Börsen-Bericht

Dax hält sich sicher über der 7000-Punkte-Marke

US-Stresstest-Ergebnisse beflügeln europäische Banken. E.on legt um sechs Prozent zu, obwohl der Energieversorger einen Milliardenverlust meldet.

In der Hoffnung auf eine anziehende Weltkonjunktur haben Anleger bei europäischen Aktienwerten wieder zugegriffen. Sie stützten ihren Optimismus unter anderem auf die positiven Aussagen der US-Notenbank Fed zur Entwicklung des dortigen Arbeitsmarktes. Außerdem etablierten sich mehrere Indizes dies- und jenseits des Atlantik oberhalb wichtiger Marken.

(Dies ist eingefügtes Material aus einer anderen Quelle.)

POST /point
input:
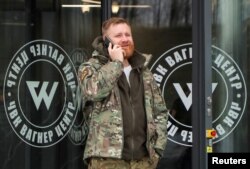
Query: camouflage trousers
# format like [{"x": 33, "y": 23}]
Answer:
[{"x": 107, "y": 163}]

„Die Märkte werden derzeit von Zuversicht getrieben“, sagte Aktien-Experte Grant Williamson vom Brokerhaus Hamilton Hindin. „Die internationalen Börsen – vor allem die Wall Street – haben eine nette Rally.“

Dax und EuroStoxx50 legten im Handel jeweils gut ein Prozent auf 7075,74 beziehungsweise 2586,45 Punkte zu. Damit erreichten beide Indizes den höchsten Stand seit Anfang August 2011. „Wenn sich an der Wall Street der Dow Jones über 13.000 und der Nasdaq über 3000 Punkten etablieren, ist im Dax der Weg frei bis 7500 Punkte“, sagte Marktanalyst Heino Ruland von Ruland Research.

Die Fed hatte am Vorabend mitgeteilt, sie verzichte angesichts der „merklich gesunkenen“ Arbeitslosenquote vorerst auf weitere Geldspritzen zur Ankurbelung der Konjunktur. Nach Einschätzung des Analysten Bernd Krampen von der NordLB ist in den kommenden Quartalen mit einer Fortsetzung der Konjunktur-Erholung zu rechnen. Er erwarte ein US-Wachstum zwischen 1,5 und 2,5 Prozent.

E.on trotz Verlust im Aufwind

Spitzenreiter in Dax und EuroStoxx50 waren E.on. Die Aktien gewannen sechs Prozent auf 18,10 Euro, obwohl der Versorger erstmals in seiner Geschichte einen Nettoverlust verbuchte. Allerdings ging der für die Dividende entscheidende nachhaltige Überschuss 2011 weniger stark zurück als befürchtet.

Auch das operative Ergebnis fiel höher aus als gedacht. Außerdem seien die angesichts des schwierigen Marktumfeldes bekräftigten operativen Ergebnisziele für 2013 positiv zu werten, schrieb Equinet-Analyst Michael Schaefer in einem Kommentar.

Zu den Favoriten zählten nach dem Bekanntwerden der Stresstest-Ergebnisse für die US-Banken außerdem die europäischen Finanzwerte. Deutsche Bank und Commerzbank gewannen jeweils mehr als drei Prozent auf 38,03 beziehungsweise 1,96 Prozent. Die Papiere der französischen BNP Paribas legten in ähnlichem Umfang zu. Der europäische Branchenindex gewann 2,1 Prozent.

„Viele US-Banken haben den Stresstest mit Bravour bestanden“, sagte Analyst Mario Mattera von der Metzler Bank. „Dass einige Banken das nicht geschafft haben, ist auch deshalb nicht so entscheidend, da das Stress-Szenario schon extrem war und es so aussieht, als würde es nicht Realität.“

Die Aktien der Citigroup, die beim Test durchgefallen waren, hatten am Dienstag an der Wall Street mit 6,3 Prozent ähnlich stark im Plus geschlossen wie diejenigen von Goldman Sachs und JPMorgan.

Schlusslicht im Dax waren Bayer mit einem Minus von 1,2 Prozent auf 54,94 Euro. „Der Großteil der Ziele liegt im Rahmen unserer Erwartungen, es gibt für uns derzeit keinen Grund, unsere Einschätzung der Aktien oder das Kursziel zu ändern“, schrieb Stefan Muehlbauer, Analyst bei Silvia Quandt Research, in einem Kommentar. Bayer-Chef Marijn Dekkers hat den drei Sparten des Pharma- und Chemiekonzerns neue mittelfristige Ziele bis zum Jahr 2014 vorgegeben.